Parlons de la naissance de Moloko Velocet : est-ce que c’est le projet qui est venu avant le groupe, ou le groupe avant le projet ?

Adrien : C’est le projet avant le groupe.

Qui a eu l’initiative ?

Mary : C’est Adrien.

Adrien : C’était la volonté de monter quelque chose suite à un voyage, pendant lequel m’est venue cette envie. Ensuite, je me suis entouré des gens que je connaissais, tout simplement.

Le voyage… ?

Adrien : Pendant quatre mois et demi, j’ai fait un road trip aux États-Unis et au Mexique. Tout seul. C’était il y a deux ans ; j’avais vingt ans.

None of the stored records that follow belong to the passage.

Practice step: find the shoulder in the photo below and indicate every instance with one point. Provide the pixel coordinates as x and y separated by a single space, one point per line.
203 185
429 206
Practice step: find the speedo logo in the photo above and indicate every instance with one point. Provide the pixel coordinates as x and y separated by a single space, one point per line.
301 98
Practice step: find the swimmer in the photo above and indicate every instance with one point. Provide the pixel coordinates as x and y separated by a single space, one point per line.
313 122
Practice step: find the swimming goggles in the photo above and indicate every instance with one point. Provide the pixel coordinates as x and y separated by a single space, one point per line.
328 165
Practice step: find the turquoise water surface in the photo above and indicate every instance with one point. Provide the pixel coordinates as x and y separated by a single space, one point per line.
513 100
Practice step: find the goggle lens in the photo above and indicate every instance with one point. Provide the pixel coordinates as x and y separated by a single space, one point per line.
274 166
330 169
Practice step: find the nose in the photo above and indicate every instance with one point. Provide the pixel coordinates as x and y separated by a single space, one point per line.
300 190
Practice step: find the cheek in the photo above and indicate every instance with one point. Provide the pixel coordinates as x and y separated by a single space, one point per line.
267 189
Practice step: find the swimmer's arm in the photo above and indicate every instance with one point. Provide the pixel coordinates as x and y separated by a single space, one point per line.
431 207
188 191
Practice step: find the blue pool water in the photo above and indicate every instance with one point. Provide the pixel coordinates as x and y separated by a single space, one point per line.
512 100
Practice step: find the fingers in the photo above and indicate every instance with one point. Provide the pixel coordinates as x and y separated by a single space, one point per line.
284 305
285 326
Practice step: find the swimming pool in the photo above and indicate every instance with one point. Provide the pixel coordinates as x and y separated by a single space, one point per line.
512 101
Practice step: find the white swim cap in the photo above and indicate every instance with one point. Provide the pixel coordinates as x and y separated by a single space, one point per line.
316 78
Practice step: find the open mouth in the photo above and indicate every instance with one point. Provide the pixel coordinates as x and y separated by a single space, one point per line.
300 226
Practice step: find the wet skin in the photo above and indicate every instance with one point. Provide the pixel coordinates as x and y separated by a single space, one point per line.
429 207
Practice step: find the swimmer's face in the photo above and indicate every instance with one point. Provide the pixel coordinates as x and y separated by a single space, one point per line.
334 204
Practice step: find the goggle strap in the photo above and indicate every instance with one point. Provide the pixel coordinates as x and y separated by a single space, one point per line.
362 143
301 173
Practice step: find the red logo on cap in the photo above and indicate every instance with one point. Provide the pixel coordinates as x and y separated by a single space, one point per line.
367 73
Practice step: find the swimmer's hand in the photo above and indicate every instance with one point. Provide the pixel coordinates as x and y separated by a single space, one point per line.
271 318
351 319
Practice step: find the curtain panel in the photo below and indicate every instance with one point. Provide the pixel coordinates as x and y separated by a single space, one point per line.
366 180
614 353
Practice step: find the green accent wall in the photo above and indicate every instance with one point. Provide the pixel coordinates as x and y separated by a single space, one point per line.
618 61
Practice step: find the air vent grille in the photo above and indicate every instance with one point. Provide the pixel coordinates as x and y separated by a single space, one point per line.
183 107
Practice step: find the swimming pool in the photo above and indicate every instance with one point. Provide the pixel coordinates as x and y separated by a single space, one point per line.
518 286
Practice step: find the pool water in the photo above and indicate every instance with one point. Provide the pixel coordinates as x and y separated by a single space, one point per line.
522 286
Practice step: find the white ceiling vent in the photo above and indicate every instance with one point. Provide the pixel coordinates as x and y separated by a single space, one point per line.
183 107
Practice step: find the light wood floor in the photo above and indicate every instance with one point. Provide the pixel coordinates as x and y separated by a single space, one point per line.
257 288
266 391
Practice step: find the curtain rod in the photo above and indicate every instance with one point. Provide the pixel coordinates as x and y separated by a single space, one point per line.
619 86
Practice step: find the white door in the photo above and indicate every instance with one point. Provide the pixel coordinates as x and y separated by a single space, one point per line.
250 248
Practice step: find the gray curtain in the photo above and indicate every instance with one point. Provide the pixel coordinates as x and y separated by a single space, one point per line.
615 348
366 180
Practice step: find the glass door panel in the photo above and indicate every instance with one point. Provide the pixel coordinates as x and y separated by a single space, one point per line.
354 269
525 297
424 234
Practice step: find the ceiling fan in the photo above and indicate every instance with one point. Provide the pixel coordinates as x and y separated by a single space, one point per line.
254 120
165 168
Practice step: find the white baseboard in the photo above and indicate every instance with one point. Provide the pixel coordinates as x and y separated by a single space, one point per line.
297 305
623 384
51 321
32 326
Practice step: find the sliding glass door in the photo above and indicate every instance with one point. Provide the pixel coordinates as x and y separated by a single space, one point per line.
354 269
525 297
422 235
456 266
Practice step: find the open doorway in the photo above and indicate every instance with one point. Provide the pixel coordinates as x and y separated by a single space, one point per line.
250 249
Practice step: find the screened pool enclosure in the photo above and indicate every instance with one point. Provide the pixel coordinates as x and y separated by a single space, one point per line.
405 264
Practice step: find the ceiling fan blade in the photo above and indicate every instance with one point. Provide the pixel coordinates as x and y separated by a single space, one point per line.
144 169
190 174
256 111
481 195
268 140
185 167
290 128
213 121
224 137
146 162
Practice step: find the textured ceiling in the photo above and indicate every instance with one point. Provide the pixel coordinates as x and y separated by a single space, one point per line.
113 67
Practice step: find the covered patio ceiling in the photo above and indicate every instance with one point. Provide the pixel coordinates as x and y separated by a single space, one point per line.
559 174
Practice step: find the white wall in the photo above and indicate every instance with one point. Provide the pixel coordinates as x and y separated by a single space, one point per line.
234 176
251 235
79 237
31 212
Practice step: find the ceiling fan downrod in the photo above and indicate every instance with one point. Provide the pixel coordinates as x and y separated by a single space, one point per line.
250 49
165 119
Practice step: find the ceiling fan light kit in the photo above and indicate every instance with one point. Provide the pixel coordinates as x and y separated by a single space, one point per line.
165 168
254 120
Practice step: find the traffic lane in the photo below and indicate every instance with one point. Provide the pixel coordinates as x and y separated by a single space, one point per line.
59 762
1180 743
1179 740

C’était l’événement fondateur !

Adrien : Pour moi, oui. J’ai été seul pendant quatre mois et demi, ça permet forcément de mieux se connaître. Et puis j’ai fait plein de rencontres qui m’ont inspiré.

Comment est-ce que ça t’a conduit à la musique de Moloko Velocet ?

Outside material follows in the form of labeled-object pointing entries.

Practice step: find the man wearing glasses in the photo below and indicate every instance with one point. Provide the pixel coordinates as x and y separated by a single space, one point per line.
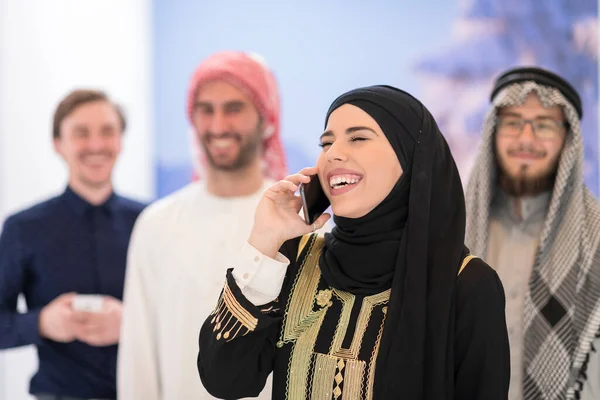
530 216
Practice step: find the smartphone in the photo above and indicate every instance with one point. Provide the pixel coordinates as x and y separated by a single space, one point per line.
314 200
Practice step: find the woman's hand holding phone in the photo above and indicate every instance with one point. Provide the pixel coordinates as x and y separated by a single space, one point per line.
277 220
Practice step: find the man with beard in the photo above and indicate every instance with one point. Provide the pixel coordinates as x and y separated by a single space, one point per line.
183 244
530 216
72 244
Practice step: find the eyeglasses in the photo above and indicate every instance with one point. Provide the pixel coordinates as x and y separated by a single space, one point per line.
543 128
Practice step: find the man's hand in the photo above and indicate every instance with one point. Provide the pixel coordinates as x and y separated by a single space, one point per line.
56 319
102 328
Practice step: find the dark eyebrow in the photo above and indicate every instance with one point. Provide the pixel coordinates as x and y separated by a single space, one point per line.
349 131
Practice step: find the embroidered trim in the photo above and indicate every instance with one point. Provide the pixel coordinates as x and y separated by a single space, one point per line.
299 314
323 378
230 315
362 322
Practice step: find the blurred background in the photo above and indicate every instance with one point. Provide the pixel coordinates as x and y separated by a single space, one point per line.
142 53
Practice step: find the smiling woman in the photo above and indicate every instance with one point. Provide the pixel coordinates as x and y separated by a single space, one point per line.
359 313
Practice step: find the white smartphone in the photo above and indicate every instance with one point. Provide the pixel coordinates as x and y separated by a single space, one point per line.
88 303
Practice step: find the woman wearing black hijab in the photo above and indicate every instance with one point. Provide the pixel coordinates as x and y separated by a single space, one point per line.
390 305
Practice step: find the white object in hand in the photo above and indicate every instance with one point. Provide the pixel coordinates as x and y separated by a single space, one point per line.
88 303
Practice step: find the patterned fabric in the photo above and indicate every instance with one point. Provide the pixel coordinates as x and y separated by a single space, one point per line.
562 307
250 74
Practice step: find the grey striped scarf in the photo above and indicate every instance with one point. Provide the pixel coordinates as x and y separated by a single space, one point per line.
562 306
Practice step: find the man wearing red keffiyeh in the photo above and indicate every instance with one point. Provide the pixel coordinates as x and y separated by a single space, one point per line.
183 244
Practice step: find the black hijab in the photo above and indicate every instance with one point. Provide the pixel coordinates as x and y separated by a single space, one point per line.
413 242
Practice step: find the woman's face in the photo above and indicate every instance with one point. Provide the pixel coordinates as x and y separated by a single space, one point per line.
358 167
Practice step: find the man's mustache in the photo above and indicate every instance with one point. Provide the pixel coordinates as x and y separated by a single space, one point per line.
527 149
225 135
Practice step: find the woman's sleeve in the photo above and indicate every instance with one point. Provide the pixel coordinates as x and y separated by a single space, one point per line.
237 341
482 355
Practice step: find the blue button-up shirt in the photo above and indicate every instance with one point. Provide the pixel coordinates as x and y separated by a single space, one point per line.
64 245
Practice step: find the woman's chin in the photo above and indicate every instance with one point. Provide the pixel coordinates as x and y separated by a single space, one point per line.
348 211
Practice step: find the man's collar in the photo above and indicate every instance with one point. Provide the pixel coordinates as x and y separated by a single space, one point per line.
80 205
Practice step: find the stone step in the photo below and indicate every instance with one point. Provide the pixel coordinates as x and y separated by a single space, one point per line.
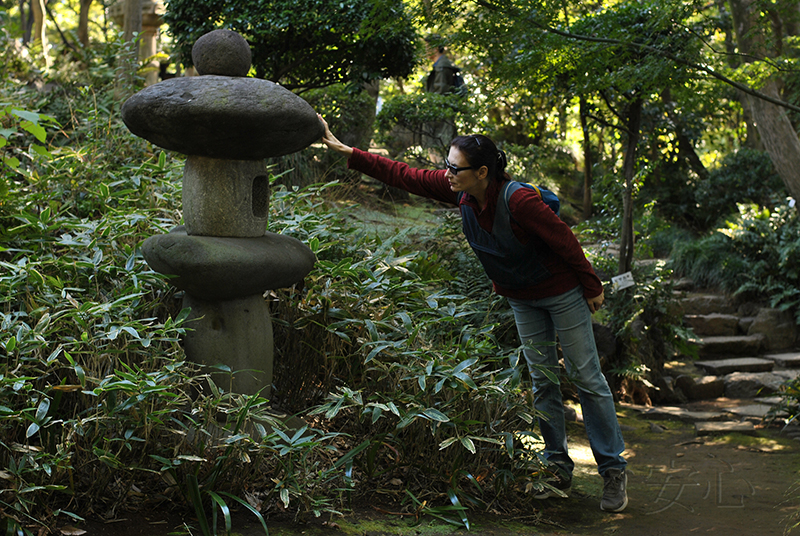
675 413
714 324
789 360
754 384
725 347
706 304
720 367
704 388
756 412
719 428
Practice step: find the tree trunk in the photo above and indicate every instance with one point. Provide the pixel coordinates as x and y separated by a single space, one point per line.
83 22
133 22
23 22
587 163
779 137
39 29
776 131
633 122
129 62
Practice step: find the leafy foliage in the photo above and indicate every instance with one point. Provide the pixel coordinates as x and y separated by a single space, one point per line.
306 44
754 255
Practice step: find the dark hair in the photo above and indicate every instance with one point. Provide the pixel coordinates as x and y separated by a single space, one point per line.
479 151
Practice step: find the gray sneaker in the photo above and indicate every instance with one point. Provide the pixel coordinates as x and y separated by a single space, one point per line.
615 495
557 482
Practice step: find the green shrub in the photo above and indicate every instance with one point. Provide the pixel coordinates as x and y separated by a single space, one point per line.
754 256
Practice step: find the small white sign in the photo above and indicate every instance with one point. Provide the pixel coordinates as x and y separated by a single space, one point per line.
622 281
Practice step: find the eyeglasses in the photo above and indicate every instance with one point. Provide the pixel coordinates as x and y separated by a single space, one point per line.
453 169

Adrien : J’ai commencé à écrire des chansons pendant le voyage.

Juste des paroles ?

Adrien : Non, vraiment des chansons. Ou au moins des idées qui sont restées dans un coin de ma tête. Et en rentrant… Je savais aussi que Mary n’attendait que ça ! Elle était très motivée pour lancer quelque chose.

Mary : Adrien avait déjà un groupe, qu’il a quitté en rentrant de voyage.

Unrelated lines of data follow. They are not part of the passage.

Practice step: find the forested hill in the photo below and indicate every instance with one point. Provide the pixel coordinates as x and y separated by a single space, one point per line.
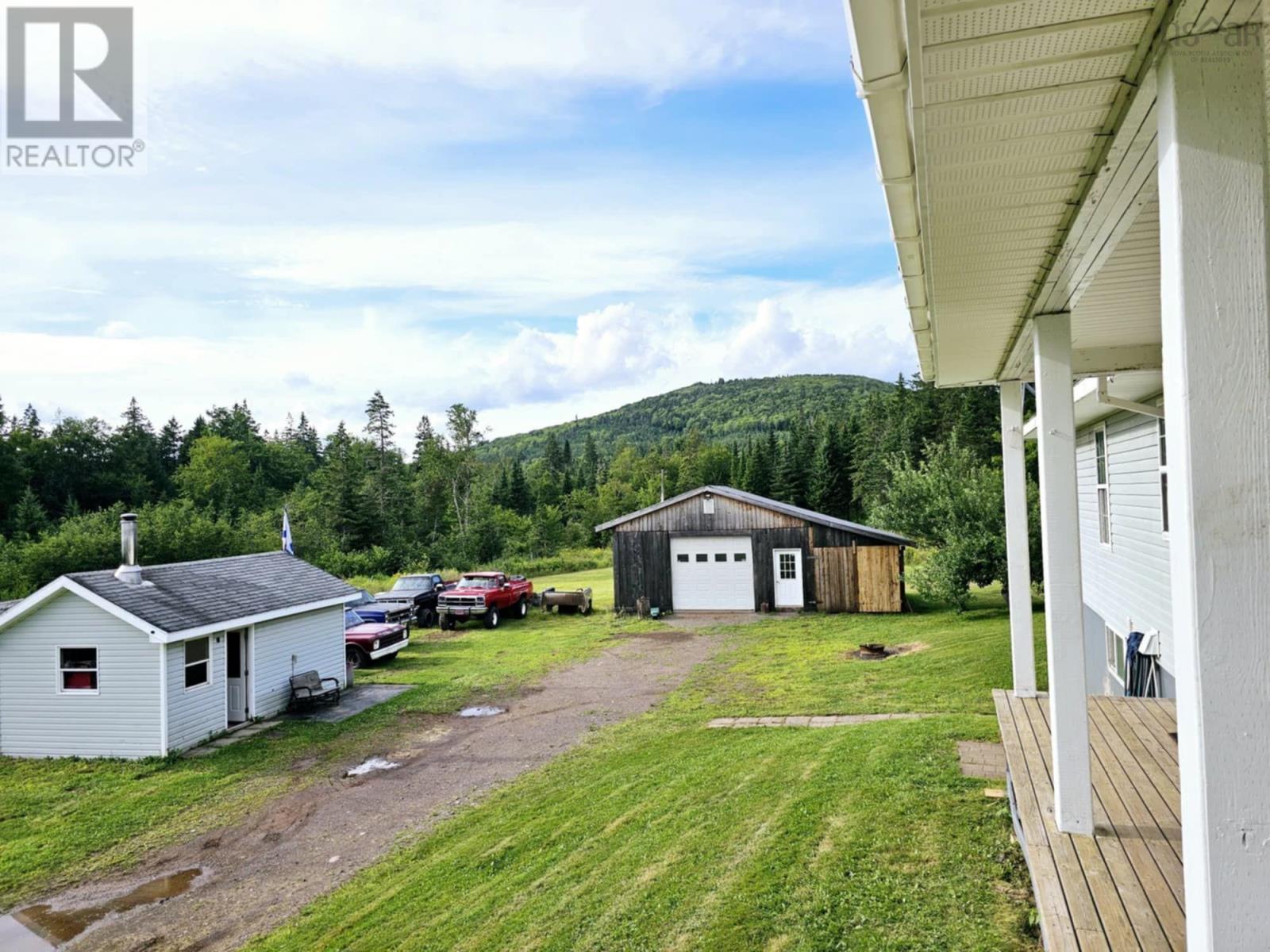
723 412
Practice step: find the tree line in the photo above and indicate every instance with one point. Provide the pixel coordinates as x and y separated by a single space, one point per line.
376 498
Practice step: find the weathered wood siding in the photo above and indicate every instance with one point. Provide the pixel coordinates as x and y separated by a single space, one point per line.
878 579
641 555
836 579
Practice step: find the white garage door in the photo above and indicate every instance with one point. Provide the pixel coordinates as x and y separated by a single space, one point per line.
713 573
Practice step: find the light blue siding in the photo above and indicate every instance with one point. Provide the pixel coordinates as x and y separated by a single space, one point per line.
302 643
196 714
121 720
1126 583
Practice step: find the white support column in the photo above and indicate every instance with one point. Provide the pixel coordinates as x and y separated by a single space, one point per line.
1018 559
1060 552
1217 397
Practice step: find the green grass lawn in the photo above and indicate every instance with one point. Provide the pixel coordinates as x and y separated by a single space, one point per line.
660 833
61 820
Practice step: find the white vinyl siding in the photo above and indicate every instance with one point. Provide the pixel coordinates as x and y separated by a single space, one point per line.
196 714
317 641
121 719
1127 585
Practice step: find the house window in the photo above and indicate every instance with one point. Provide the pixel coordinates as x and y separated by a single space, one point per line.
76 670
1164 478
198 668
787 566
1100 457
1115 653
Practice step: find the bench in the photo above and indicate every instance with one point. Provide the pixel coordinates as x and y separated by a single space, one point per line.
309 689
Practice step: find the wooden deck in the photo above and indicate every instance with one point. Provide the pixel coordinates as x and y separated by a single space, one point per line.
1121 889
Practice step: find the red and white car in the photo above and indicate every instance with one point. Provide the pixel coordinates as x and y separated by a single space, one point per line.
372 641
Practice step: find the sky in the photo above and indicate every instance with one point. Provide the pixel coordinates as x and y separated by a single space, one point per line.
541 209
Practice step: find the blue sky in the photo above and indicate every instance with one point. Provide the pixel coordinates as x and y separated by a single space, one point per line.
543 211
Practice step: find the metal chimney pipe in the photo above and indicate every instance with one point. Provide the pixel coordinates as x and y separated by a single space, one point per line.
129 569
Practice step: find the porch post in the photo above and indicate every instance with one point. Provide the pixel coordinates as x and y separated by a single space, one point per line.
1060 554
1018 559
1217 395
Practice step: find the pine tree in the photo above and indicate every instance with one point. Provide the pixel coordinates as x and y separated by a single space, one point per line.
590 463
520 499
29 520
379 425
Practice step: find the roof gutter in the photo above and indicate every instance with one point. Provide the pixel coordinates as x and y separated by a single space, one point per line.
880 67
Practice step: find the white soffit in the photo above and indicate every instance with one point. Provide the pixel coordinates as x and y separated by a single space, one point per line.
1032 129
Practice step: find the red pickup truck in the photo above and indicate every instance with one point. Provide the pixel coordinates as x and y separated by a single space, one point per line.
487 596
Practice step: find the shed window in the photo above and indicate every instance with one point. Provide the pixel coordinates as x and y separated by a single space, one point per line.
1164 478
76 670
1100 457
198 653
787 566
1115 653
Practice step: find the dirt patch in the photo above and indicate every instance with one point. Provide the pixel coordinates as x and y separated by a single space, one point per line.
887 653
257 873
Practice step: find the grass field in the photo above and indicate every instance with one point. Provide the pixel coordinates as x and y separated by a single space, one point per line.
64 819
664 835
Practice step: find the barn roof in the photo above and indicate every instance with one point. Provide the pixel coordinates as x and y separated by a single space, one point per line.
764 501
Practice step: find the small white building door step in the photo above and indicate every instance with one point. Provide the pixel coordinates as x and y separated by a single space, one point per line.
787 565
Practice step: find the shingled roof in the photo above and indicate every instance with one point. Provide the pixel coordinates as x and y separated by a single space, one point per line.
182 597
775 505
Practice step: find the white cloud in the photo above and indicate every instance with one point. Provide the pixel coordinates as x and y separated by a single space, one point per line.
328 366
117 329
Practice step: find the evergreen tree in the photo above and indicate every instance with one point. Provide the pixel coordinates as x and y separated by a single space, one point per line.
518 498
29 518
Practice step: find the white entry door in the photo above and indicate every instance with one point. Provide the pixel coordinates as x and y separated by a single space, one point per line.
235 677
787 565
713 574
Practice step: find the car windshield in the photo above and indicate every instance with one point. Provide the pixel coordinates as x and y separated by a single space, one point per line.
408 583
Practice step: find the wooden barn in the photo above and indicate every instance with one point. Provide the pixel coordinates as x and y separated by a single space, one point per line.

Adrien : On jouait du punk, on mettait des slims… J’ai eu envie de voir un peu autre chose.

Et aujourd’hui, votre répertoire est constitué de chansons composées pendant ce voyage ?

Adrien : Certaines sont parties, d’autres sont restées…. En tout cas, l’esprit est resté. Pour les compositions qui sont venues plus tard, on a suivi la même ligne.

Ce sont des textes narratifs ?

Adrien : Oui, c’est narratif. Des histoires de voyage, de rencontres. J’ai essayé de décrire des belles choses. La première envie que j’ai eu, c’était de faire quelque chose de beau. Tout simplement. Ne pas me limiter à faire du son…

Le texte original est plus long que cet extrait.